By email on Wednesday, Microsoft CEO Satya Nadella informed employees that the company will not increase salaries for full-time workers.
Microsoft’s efforts to cut costs are in line with this move as revenue growth slows and customers cut back on spending. The software company announced in January that it would lay off 10,000 workers, or just under 5% of its workforce. In the past few months, other tech companies like Meta, Amazon, and Alphabet have also reduced their workforces.
Microsoft nearly doubled its budget for merit raises and stock allocations for certain employees last year as inflation swept through the economy. Compensation will appear more consistent this year.
“We will maintain our bonus and stock award budget again this year, however, we will not overfund to the extent we did last year, bringing it closer to our historical averages,” Nadella wrote in the email. Microsoft did not immediately respond to a request for comment. Insider reported on the message earlier.
Nadella said performance bonuses for Microsoft’s top executives will be down significantly from a year ago.
In April, Microsoft CFO Amy Hood said year-over-year revenue growth in the current quarter would ease back to 6.7% from 7.1% in the initial three months of the year. The organization additionally called for working costs to become under 2%, contrasted and 7.4% growth in the first quarter.

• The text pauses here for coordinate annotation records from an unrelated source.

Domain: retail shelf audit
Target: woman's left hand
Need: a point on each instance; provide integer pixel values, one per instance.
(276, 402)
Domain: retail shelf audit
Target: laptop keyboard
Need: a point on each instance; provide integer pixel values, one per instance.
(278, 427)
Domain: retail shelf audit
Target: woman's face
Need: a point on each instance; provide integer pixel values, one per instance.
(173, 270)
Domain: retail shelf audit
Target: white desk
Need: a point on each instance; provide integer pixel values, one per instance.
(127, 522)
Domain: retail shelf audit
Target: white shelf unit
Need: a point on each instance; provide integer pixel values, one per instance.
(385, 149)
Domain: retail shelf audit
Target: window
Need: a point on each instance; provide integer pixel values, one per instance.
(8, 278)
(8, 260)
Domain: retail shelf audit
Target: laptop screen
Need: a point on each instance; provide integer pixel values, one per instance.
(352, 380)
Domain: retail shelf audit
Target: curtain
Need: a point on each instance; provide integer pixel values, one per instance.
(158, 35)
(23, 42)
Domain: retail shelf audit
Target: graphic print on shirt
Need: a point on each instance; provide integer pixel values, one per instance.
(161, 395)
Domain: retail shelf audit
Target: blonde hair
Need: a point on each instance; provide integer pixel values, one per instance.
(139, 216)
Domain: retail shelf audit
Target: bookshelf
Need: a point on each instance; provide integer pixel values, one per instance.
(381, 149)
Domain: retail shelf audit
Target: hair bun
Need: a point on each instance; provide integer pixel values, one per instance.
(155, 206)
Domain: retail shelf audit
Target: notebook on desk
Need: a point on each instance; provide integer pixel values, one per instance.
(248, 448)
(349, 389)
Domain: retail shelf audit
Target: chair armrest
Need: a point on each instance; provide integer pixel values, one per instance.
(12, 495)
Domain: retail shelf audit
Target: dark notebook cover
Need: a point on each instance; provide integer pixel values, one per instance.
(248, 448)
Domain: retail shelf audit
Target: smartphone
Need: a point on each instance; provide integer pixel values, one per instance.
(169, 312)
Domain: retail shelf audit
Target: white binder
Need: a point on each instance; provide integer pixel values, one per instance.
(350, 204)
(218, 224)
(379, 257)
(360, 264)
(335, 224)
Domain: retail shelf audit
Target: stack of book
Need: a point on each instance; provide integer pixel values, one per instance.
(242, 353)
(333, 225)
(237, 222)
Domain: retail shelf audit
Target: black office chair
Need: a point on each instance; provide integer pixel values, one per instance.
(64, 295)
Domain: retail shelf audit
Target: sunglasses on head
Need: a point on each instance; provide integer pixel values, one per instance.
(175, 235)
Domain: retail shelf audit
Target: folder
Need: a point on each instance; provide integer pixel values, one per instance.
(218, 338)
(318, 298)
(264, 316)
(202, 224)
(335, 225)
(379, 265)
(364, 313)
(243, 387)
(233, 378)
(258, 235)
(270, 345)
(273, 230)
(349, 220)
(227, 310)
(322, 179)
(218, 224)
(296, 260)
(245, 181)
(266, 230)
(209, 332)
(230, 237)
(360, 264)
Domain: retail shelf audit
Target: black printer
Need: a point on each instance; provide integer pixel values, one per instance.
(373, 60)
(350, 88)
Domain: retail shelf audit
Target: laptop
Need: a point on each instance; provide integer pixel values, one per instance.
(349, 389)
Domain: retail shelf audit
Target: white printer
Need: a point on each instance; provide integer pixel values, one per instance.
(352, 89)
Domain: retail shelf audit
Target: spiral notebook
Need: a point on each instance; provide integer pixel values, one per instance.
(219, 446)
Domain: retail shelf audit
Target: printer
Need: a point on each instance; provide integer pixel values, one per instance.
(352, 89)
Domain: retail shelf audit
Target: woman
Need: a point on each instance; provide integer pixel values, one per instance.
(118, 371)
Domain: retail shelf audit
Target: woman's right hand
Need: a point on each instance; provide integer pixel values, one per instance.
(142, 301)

In addition to his remarks regarding compensation, Nadella emphasized Microsoft’s endeavor to profit from the expanding artificial intelligence market.
“We are clear that we are helping drive a major platform shift in this new era of Al, and doing so in a dynamic, competitive environment while also facing global macroeconomic uncertainties,” Nadella wrote.
OpenAI, a startup that uses Microsoft’s Azure cloud to run its viral ChatGPT chatbot and provide large language models like GPT-4 to power Microsoft and a variety of other companies’ applications, received a multibillion-dollar investment from Microsoft in January.
Microsoft’s capital expenditures would rise quarter by quarter as a result of investments in Azure AI infrastructure, Hood stated last month.